According to Sadhu Dondhu Pawar, a domestic help who was a witness for the prosecution, Kishori and her helps assaulted Nadkarni in her bedroom until he was unconscious. The building’s gardener later testified that he saw Jagdish and Rampal (Kishori’s helps and co-accused) throw Nadkarni out of the covered balcony on the north side of Kishori Court. Jagdish held Nadkarni by his neck and Rampal by his legs. “Nadkarni died a few days after being admitted to the hospital and, thereafter, Kishori and her servants had to face a charge of murder and not merely of attempted murder,” writes Gauba.
She, however, didn’t go without a fight. “Kishori was a very powerful lady. Powerful in terms of finance, connections and her personality too was powerful,” adds Desai, a businessman who has interacted with Kishori in the past. Thus, when Kishori’s bail application succeeded and she was asked to furnish two sureties in substantial sums, “a highly placed military officer and a prominent motor car dealer” immediately stepped in and bailed her out, writes Gauba.
But, eventually, her influence didn’t help as she was convicted and spent five years in lock-up, before leaving the country in the 1950s. In the early 1960s, a Mumbai-based businessman, Ramnik Shah, bought Kishori Court in an auction conducted by the tax department to recover municipal taxes owed by Kishori Begum. But, within a few years, the auction was reversed due to ownership issues. The property, as per a Bombay High Court order, was re-vested with the Custodian of Enemy Property.
Today, the drab white bungalow is occupied by four tenants, who have been there since the early 1950s.

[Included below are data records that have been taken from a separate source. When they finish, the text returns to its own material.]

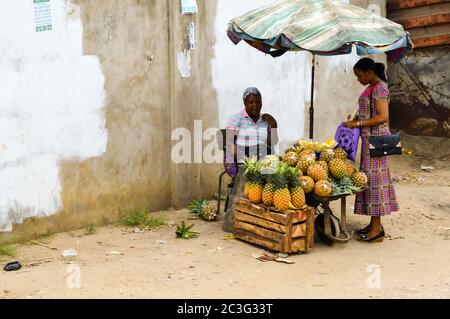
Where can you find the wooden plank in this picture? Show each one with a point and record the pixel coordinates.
(288, 238)
(424, 42)
(300, 216)
(299, 230)
(298, 245)
(265, 233)
(404, 4)
(263, 213)
(427, 21)
(255, 239)
(250, 219)
(310, 240)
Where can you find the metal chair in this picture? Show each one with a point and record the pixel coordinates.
(221, 141)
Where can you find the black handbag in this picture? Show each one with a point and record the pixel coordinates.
(384, 145)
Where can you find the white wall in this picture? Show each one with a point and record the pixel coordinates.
(51, 107)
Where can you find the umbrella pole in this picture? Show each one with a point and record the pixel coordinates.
(311, 109)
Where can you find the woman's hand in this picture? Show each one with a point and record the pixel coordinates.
(351, 124)
(270, 119)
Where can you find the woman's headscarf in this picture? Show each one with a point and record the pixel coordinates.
(251, 91)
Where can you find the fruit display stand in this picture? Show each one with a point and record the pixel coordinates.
(341, 235)
(290, 231)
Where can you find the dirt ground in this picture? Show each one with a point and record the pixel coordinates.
(115, 262)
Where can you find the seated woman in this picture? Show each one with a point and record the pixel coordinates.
(248, 133)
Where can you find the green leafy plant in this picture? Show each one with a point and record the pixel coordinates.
(7, 250)
(141, 218)
(90, 230)
(185, 231)
(196, 206)
(201, 208)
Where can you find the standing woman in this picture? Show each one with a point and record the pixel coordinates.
(379, 199)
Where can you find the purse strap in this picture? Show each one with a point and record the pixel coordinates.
(372, 110)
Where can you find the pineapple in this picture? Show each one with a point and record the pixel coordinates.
(268, 191)
(337, 168)
(349, 168)
(305, 162)
(282, 196)
(209, 213)
(327, 155)
(317, 173)
(307, 183)
(323, 189)
(324, 165)
(359, 179)
(203, 209)
(297, 193)
(291, 158)
(254, 183)
(340, 153)
(196, 206)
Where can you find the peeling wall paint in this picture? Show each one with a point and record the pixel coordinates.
(51, 108)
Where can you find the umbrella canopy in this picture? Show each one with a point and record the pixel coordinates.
(323, 27)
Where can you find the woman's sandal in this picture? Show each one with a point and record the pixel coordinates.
(364, 230)
(377, 239)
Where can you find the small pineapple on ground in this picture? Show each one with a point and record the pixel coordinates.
(253, 187)
(209, 213)
(203, 209)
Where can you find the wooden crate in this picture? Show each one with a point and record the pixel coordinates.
(281, 231)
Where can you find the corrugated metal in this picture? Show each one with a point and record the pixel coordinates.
(428, 21)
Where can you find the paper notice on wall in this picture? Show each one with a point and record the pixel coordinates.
(189, 6)
(42, 15)
(192, 36)
(184, 63)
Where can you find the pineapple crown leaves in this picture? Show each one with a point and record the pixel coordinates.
(252, 170)
(343, 187)
(185, 232)
(292, 177)
(280, 178)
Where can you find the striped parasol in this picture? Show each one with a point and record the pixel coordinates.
(322, 27)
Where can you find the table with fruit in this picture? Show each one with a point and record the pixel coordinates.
(321, 172)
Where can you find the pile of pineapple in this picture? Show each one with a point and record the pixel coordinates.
(306, 167)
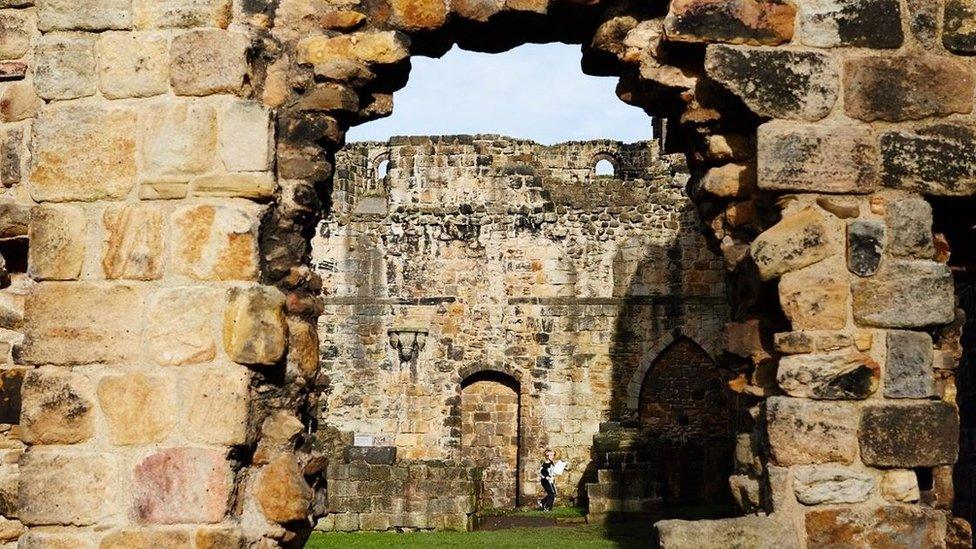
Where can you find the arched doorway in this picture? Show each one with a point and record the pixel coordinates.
(490, 434)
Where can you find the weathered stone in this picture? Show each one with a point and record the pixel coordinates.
(217, 406)
(81, 323)
(797, 241)
(838, 375)
(65, 66)
(816, 297)
(245, 137)
(216, 242)
(57, 237)
(733, 21)
(133, 247)
(205, 62)
(858, 23)
(776, 83)
(65, 488)
(132, 65)
(910, 228)
(83, 153)
(802, 432)
(825, 157)
(182, 485)
(181, 326)
(906, 88)
(905, 294)
(891, 526)
(57, 407)
(139, 409)
(254, 325)
(909, 435)
(281, 491)
(865, 244)
(831, 484)
(908, 368)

“We have been paying rent to the custodian as per the Tenancy Act as the property vests with it,” says a tenant who didn’t wish to be named. Tenants didn’t say what their current rent is, except that it was “nothing as per the current real estate rates.” Typically, at Worli Sea Face, the current rate of rent for a two bedroom- hall-kitchen house is over Rs 1.2 lakh a month. “Since the (Nadkarni) incident, we perform a shanti puja to ward off evil spirits,” says the tenant.

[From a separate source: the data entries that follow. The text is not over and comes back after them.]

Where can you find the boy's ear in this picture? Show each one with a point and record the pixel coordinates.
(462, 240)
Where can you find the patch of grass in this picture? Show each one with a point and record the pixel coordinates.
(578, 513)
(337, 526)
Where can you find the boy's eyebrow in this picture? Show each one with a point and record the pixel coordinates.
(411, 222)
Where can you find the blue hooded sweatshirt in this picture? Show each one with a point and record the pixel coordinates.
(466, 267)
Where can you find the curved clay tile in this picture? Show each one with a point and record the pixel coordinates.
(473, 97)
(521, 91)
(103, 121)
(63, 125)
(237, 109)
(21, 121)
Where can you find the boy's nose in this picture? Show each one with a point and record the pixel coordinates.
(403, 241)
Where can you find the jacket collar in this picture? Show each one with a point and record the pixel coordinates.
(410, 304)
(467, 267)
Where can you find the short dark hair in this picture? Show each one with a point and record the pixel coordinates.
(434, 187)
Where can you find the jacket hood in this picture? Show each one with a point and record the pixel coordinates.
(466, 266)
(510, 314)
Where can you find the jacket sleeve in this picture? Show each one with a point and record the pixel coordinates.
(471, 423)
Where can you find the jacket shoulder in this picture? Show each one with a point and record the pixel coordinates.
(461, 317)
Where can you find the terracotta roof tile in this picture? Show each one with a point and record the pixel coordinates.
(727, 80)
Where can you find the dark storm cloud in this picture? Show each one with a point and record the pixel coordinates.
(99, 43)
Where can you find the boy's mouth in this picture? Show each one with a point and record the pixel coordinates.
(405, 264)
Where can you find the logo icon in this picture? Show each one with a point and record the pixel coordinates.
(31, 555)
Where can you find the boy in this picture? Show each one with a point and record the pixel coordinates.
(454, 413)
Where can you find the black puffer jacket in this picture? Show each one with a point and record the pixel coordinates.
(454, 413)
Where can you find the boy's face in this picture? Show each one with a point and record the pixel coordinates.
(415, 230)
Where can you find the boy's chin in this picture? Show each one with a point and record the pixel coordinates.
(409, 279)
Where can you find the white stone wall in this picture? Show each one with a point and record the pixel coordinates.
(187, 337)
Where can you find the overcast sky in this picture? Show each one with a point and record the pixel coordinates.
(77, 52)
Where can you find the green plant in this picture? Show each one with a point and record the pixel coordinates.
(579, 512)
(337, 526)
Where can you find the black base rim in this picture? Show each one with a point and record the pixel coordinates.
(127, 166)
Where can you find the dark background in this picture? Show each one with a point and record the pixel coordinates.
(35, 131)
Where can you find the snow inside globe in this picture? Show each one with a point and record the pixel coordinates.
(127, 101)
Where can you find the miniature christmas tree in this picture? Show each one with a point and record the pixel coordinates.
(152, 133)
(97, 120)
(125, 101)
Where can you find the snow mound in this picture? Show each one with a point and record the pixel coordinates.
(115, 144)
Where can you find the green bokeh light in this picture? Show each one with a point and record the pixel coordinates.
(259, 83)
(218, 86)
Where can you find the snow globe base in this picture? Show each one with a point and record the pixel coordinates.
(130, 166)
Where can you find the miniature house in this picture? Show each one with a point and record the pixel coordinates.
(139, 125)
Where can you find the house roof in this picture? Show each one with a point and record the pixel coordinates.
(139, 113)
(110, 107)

Evil spirits or not, the property, located in a prime area, just 50 metres away from the Bandra-Worli sea link is on the radar of many people. “A lot of politicians have been eyeing this property. We have received request from all kinds of people who want to take control of this property,” said the unnamed tenant quoted earlier. Property developers, too, have been interested. In 2006, Orbit Corporation Ltd, in its initial public offering prospectus, said the company has signed a Memorandum of Understanding to acquire Kishori Court. However, Orbit’s claim was challenged by Kishori’s son, Hameed Ullah Lalji, in court. According to sources, the dispute is stuck in the lower court. Pujit Agarwal, chairman of Orbit declined to comment.
On March 14, Parliament passed a bill amending the 49-year old Enemy Property Act, making the Custodian the owner of enemy property retrospectively from 1968. The new law prohibits legal heirs of enemies from inheriting enemy property.The law also voids the legal sales undertaken by enemies of such properties since 1968. This means that a person who may have bought an enemy property in good faith when such sale was legal, now stands to lose the property. While the new law empowers the government to sell enemy properties, the tenants of Kishori Court may soon have to vacate.